Kami sempat menego agar bisa dimaafkan, tapi katanya nama mereka sudah dalam sistem. Karena sudah ga ada kemungkinan berhasil kami memilih pulang, ga kuat melihat kejadian semacam itu.Setiap ada program amnesti, KBRI selalu 'banjir' manusia. Kondisi yang mengharuskan pihak kedutaan merekrut staf dadakan untuk membantu mereka memberikan pelayanan.
Untuk program ini, semua loket di KBRI hanya buka untuk urusan yang berkenaan dengan amnesti, selain itu diliburkan untuk sementara. Meski wisma duta juga dijadikan tempat pelayanan untuk puluhan loket baru, tetap saja jumlah warga yang datang selalu lebih banyak dari yang bisa dilayani. Sehingga KBRI menetapkan perharinya hanya ada 3,000 nomer antrian perhari. Mereka yang tidak dapat nomer harus mengantri lebih pagi keesokan harinya.
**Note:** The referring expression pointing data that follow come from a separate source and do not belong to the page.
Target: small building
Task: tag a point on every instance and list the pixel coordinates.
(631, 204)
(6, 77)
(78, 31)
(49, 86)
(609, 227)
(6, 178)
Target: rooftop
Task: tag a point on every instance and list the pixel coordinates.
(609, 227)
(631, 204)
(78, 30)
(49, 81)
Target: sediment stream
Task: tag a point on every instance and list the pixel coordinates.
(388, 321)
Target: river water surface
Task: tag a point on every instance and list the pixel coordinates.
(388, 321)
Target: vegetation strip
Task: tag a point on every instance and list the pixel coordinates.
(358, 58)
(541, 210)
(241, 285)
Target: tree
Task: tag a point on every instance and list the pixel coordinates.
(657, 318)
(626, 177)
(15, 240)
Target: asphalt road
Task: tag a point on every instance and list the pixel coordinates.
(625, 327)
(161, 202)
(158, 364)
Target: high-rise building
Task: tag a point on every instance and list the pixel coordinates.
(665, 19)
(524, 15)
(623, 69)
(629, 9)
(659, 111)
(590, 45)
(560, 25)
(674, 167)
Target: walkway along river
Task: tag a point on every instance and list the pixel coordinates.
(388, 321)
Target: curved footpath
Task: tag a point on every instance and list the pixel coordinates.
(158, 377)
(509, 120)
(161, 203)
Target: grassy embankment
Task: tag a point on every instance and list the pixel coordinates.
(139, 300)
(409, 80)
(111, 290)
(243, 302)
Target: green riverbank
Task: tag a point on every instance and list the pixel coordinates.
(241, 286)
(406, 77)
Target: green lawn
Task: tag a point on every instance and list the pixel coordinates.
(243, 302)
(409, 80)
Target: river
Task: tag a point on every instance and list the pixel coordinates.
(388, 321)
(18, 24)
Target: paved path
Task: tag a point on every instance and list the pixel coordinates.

Pernah kami baru keluar pukul 11 malam, dan terenyuh ketika melihat sudah banyak orang mengantri di depan loket pengambilan nomer antrian. Mereka berbaris dengan posisi duduk atau berbaring. "Sebegini tragiskah perjuangan mereka?"
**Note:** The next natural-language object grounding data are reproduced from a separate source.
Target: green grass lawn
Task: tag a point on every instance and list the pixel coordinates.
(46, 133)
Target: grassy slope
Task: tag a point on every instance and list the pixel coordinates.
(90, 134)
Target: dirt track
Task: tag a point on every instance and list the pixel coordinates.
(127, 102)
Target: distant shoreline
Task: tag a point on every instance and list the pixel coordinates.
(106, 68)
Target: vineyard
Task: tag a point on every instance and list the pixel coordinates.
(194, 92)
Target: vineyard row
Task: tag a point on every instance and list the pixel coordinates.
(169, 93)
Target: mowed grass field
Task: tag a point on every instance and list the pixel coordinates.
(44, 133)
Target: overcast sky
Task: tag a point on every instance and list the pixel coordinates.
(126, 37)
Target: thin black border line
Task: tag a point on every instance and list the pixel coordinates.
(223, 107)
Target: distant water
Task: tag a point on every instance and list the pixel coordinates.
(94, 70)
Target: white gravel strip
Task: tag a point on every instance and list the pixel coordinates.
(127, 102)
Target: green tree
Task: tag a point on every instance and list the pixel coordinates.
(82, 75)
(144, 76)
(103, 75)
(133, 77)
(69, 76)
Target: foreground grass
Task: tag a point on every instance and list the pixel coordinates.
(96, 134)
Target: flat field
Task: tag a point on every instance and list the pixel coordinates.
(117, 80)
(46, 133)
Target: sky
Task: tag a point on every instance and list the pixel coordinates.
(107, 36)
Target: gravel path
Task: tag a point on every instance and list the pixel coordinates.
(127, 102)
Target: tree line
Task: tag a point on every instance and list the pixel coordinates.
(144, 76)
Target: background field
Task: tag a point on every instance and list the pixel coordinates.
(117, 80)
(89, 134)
Banyak orang nanya apa yang kami dapat? Kami juga ga tau. Partai memang tidak menggaji, tapi ketika kami punya jalan untuk membantu, pasti kami lakukan. Dan harus diakui, atas nama partai kami bisa bertemu dan ngobrol dengan pejabat seperti imigrasi, kementrian dalam negri dan baru-baru ini dengan DPRnya terkait masalah TKI ilegal. Hal yang membuat saya berfikir kalau kita memang harus punya 'kendaraan untuk melakukan hal lebih banyak lagi.
Sengaja tidak saya sebut nama partainya, karena takut dikira pencitraan atau disuruh partai. Kenapa baru ditulis sekarang? Soalnya diingetin freez, hanya ikut meramaikan dan berbagj cerita.